One thing I’ve noticed this summer, in particular, is that everyone is afraid. My candidates are afraid they won’t get elected and that we won’t be able to pass Medicaid expansion in Kansas. Our constituents are afraid for their families’ lives and their jobs. All this fear can make for an incredibly unpleasant interaction at the door, one in which candidates are dehumanized and the voter is reduced to a statistic, a number on my data sheet. That fear is why campaigns need to approach direct voter contact with the utmost compassion, and those on the other end of the phone or door should do the same.
To be clear, there is a time and a place for setting compassion aside and exchanging it for measured rage to help achieve a goal against truly horrible politicians and others. But when it comes to most local interactions between a volunteer for a candidate and a voter, each person is simply trying to better the world as they see fit. Compassion is what campaigns are missing — the ability to move forward without being insensitive. In order to show this level of kindness and understanding, we also need voters who are willing to open their doors and listen to their local candidates. If the saying “all politics are local” is true, we need to make sure we give local candidates the benefit of the doubt, so long as they are genuine and honest when talking to voters.
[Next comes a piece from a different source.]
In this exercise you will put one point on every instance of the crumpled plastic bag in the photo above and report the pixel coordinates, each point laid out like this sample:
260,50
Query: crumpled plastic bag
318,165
This will be my last Political Handprints column. I hope I was able to shed light on how local politics work, and, if anything, I hope I was able to convince readers of the importance of voting. Please cast your ballot Nov. 3. Many people are working incredibly hard to improve the political system even though it is solely an uphill battle. We need to support those who become politicians because of their good hearts, starting at the polls. Happy voting, and feel free to watch Leavenworth, Kan., on election night to see how my races turn out!
Rebecca Hollister is a senior in the College. Political Handprints appears online every other Sunday.